Irate investors who have been burned by their brokers or the market are out for revenge.
Across the nation, legal filings against stockbrokers are at unprecedented levels, said the National Association of Securities Dealers, which regulates brokers.
Securities attorneys say they’re being bombarded with legitimate cases and with calls from people who have lost lots of money during this sour stock market and think someone should pay.
Arbitration cases against brokers through the association are up 10 percent through the first half of this year, on top of last year’s 24 percent increase. (Investors generally must go through arbitration instead of court lawsuits because of agreements they sign as new clients.)
Securities attorneys say this year’s surge is a continuation of last year’s explosion of angry investors.
“My phone has never rung as much as it has in the last year,” said securities lawyer Mark Maddox of Indianapolis, whose practice is one of the largest in the nation and whose caseload has increased by 25 percent this year.
“I’ve seen all of the market cycles in my career, but I’ve never seen anything like this.”
Mildred Jeffries of Cleveland is typical of the cases local securities attorneys are taking. When she retired in 1997, Jeffries wanted to take $50,000 of her retirement nest egg and stash it in a nice, safe CD or money-market account. But last year she noticed that her savings – a rollover from an annuity – had shrunk.
The 71-year-old realized that her stockbroker had invested her money in stocks.
Jeffries said she’s been fighting with the company ever since to switch her investment to what she really wanted.
Meanwhile, Jeffries’ $50,000 has dwindled to about $25,000. And her pleas to be reimbursed for the broker’s wrongdoing have been laughed at, she said.
“I told them I have no knowledge of the stock market.

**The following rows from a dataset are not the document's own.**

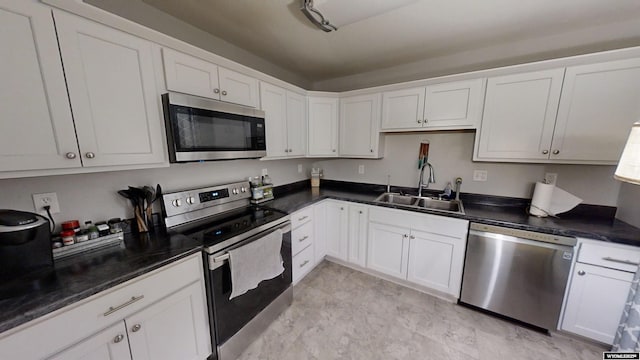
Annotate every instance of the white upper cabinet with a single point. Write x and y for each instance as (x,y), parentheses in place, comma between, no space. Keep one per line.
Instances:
(112,88)
(285,121)
(360,126)
(323,126)
(519,116)
(190,75)
(599,103)
(37,127)
(453,105)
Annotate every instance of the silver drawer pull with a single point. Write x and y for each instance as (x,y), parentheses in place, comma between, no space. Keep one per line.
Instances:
(114,309)
(627,262)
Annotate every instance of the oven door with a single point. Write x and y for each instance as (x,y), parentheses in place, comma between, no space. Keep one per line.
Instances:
(212,130)
(229,316)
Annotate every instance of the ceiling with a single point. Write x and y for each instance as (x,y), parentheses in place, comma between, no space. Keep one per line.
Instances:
(278,32)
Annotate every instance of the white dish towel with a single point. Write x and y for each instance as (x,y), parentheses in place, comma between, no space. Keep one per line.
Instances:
(257,261)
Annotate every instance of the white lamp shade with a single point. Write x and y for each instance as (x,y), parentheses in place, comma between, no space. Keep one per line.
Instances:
(629,166)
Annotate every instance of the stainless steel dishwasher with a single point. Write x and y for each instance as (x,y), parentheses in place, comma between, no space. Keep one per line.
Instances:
(517,273)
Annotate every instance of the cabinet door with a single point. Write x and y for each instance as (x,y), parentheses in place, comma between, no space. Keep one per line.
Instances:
(190,75)
(595,302)
(296,124)
(238,88)
(358,220)
(337,230)
(388,249)
(37,128)
(112,88)
(403,109)
(109,344)
(175,327)
(454,105)
(599,104)
(274,104)
(323,126)
(519,116)
(436,261)
(359,125)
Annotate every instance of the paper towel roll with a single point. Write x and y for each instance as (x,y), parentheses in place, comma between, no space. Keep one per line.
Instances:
(551,200)
(541,201)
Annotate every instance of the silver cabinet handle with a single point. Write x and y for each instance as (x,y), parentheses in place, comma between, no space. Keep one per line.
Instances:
(113,309)
(627,262)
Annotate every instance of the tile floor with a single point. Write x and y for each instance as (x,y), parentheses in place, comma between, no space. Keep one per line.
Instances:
(339,313)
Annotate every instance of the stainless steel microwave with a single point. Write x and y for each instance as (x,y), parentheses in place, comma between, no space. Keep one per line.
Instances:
(200,129)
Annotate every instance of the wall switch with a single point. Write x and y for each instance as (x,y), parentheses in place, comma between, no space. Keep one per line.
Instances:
(550,178)
(41,200)
(479,175)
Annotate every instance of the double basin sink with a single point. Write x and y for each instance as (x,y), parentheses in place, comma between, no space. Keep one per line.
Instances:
(450,206)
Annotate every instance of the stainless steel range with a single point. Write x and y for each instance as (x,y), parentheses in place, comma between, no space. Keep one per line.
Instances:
(223,219)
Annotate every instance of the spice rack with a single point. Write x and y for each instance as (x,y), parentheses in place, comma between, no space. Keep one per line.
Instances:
(100,242)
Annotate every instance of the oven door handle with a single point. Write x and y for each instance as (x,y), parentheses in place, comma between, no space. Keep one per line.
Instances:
(216,260)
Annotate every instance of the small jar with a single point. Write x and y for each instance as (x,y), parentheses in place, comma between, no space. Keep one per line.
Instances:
(71,225)
(68,237)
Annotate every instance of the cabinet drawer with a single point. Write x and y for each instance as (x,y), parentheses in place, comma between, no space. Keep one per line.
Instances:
(614,256)
(301,237)
(75,322)
(301,216)
(302,263)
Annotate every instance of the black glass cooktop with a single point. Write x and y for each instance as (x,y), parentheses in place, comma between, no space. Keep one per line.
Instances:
(230,224)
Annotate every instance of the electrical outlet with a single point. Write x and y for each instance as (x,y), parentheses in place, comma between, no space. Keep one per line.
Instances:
(41,200)
(550,178)
(479,175)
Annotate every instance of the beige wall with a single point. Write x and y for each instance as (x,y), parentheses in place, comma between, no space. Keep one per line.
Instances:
(144,14)
(450,154)
(629,204)
(94,197)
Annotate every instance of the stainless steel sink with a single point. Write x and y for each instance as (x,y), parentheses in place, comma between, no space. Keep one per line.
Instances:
(452,206)
(391,198)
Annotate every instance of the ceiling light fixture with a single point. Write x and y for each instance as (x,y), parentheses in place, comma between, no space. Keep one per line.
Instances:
(629,166)
(329,15)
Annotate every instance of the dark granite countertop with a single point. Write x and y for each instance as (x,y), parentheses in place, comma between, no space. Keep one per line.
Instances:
(587,221)
(82,275)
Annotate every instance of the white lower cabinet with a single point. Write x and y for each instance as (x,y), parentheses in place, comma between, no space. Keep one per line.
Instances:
(161,315)
(423,249)
(599,287)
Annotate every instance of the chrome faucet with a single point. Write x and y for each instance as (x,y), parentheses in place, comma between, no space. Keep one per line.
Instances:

I wasn’t looking to invest to make money,” said the former schoolteacher. “I was happy with a little bit of bank interest. He didn’t do what I asked.”
Jeffries plans to pursue action against the company.
Philip Aidikoff, president of the Public Investors Arbitration Bar Association, said many investors have realized only recently that brokers invested their money inappropriately, charged inflated commissions or stole money outright.
“The bull market covered a lot of wrongs,” said Aidikoff, a California attorney.
Investors often tell Aidikoff they weren’t really scrutinizing their brokerage statements as long as they were making money, but that still doesn’t excuse broker wrongdoing, he said.
Brian Biggins, a securities attorney in Ohio, said most of his clients realized too late that their broker had falsified paperwork and invested them in volatile or high-commission products.
“So many people have no idea of the type of risk they’re in,” he said.
In other scenarios that Biggins sees frequently, investors have asked their brokers to shift their investments to safer holdings when they retire, for example.
But the broker has refused or lied to the investor that a change was made – because the move would reduce the commission. Biggins’ firm has filed about 25 arbitration cases with the association so far this year.
Maddox, who’s on pace to file 120 new cases this year, said many of his clients were sold annuities.
“I’m seeing so many cases where brokers are selling someone’s entire portfolio and putting them into an annuity,” he said. “Annuities pay this high upfront commission to the broker. It’s one of the highest-commission products a broker can sell.”
Attorneys are seeing another class of investors who – because the market is in its third straight down year – have lost money through no fault of their broker. These cases are generally getting turned away.
Attorneys who represent investors almost always work on contingency, said Aidikoff, meaning they collect no money from the client and get paid only if they win the case. So attorneys aren’t known for taking cases they think are without merit.
Biggins said he’s turning away at least 50 percent of people who call because the cases have no grounds. “Some people have sour grapes. They say, “I lost money and I want somebody to pay,” Biggins said. “But we can’t hold brokers to a standard of having a crystal ball.”